North Carolina emergency management officials have launched a new initiative for the state’s coastal counties as hurricane season gets underway — predetermined evacuation zones based on the most vulnerable areas.
North Carolina Public Safety Secretary Erik Hooks and Emergency Management Director Mike Sprayberry said the state worked with 20 coastal counties, including Dare, Hyde and Currituck, to create evacuation zones to help keep residents safe and allow for “simple and orderly evacuations.”
“The goal of Know Your Zone is to educate coastal residents and visitors about their evacuation zones so that everyone knows the zone they live in and knows to look and listen for that zone when evacuations are ordered,” Hooks said. “Knowing your zone and when to evacuate can save lives.”
Development of the zones by county officials began with storm surge modeling from North Carolina’s Hurricane Evacuation Study. County officials were able to use the study maps to determine potential for inundation, and combine that with population data, as well as previous local experience with coastal evacuations to draft the evacuation zones needed for their county.
Some counties only need one zone where others have up to five zones in order to evacuate as efficiently as possible without over evacuating. Dare County has two zones — Hatteras Island is Zone A and the rest of the county is Zone B. Hyde and Currituck counties each have three zones.
Some inland counties that are not as susceptible to storm surge developed evacuation zones based on river flooding.
In the past, some evacuation orders have included descriptions based on local geography and elevations. Examples include:
- All unincorporated areas of a county
- Low lying areas in a town or county
- All areas within a certain distance of a particular river or streams
“Most visitors and some residents will not know if they are in a low-lying area, or how far they are from a river or stream,” Sprayberry said. “Having predetermined zones simplifies the evacuation process for local officials, residents and visitors.”
There is an online address lookup tool at KnowYourZone.nc.gov for residents in coastal counties to find their zone. The website also contains, county-by-county zone maps, educational materials, frequently asked questions and the North Carolina Hurricane Guide. The hurricane guide, which is available in both print and digital form, provides information for storm preparedness, response and recovery, and has been published in English and Spanish.

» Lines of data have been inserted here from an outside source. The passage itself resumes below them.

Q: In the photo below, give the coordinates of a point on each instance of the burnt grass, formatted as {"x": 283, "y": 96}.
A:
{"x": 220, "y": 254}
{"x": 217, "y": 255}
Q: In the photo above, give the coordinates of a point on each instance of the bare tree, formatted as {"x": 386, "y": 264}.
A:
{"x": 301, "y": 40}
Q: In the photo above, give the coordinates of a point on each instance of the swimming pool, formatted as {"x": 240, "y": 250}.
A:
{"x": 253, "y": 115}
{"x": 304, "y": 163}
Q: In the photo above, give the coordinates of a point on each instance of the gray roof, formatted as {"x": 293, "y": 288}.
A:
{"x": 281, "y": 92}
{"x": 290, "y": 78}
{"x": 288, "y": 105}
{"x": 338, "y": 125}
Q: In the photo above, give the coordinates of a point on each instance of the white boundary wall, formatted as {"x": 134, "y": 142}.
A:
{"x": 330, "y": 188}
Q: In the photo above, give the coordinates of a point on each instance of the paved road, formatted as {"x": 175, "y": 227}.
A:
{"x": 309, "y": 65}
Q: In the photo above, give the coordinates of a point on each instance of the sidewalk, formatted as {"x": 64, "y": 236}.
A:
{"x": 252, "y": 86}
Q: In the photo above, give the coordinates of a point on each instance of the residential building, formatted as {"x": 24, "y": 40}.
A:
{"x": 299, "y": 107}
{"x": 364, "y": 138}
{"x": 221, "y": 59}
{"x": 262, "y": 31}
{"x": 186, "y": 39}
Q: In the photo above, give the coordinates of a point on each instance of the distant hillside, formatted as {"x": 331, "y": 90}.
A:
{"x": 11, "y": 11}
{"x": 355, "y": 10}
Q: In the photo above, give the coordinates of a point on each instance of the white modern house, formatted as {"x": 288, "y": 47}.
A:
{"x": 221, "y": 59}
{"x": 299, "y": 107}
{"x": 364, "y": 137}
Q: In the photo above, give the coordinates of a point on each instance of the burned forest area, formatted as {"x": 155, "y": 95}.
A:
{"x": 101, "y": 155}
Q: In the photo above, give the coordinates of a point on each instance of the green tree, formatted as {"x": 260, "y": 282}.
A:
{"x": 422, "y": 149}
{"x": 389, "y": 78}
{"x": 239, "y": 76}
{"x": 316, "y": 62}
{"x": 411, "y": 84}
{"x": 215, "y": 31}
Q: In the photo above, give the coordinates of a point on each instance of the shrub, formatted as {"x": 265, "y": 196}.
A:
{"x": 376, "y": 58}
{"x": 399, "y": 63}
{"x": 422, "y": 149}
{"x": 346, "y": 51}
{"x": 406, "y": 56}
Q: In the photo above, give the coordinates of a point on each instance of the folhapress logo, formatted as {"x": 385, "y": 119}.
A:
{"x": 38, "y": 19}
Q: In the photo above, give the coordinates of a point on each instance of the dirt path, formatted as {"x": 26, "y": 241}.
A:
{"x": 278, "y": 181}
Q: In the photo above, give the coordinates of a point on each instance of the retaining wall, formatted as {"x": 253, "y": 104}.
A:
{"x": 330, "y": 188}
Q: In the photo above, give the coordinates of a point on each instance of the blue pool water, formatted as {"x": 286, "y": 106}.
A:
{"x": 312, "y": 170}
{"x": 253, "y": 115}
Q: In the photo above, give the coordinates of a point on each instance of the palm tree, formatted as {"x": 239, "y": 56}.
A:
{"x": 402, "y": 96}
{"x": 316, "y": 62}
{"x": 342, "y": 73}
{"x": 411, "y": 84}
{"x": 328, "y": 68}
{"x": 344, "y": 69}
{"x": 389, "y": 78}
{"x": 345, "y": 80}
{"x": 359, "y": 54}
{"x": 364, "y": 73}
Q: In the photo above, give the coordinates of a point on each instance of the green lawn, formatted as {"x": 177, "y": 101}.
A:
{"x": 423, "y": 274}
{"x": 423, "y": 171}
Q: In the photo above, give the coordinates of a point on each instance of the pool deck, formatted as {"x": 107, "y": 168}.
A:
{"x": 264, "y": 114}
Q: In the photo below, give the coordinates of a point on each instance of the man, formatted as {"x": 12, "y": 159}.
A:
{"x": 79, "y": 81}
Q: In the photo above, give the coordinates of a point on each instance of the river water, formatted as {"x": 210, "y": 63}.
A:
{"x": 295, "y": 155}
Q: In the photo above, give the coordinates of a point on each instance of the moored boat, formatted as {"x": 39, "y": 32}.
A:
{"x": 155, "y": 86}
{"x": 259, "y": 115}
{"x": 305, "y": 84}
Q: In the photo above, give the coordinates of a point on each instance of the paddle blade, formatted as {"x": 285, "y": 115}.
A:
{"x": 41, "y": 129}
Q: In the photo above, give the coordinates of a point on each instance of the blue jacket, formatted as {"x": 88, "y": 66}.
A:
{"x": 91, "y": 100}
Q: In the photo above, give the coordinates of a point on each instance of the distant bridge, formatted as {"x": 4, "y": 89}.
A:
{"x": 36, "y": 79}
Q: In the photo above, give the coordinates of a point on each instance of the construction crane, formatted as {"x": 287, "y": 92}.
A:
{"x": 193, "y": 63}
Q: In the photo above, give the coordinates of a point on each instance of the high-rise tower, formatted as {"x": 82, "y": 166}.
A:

The Know Your Zone website is also available in Spanish at Conozca Su Zona.
The ReadyNC website continues to be the source for disaster preparedness information for North Carolina residents, with instructions on creating a family emergency plan and assembling an emergency kit. It also features live information on power outages and open shelters. ReadyNC.org is mobile friendly for phones, tablets and desktop computers and is available in English and Spanish. The ReadyNC app was retired after the 2019 hurricane season and is no longer available.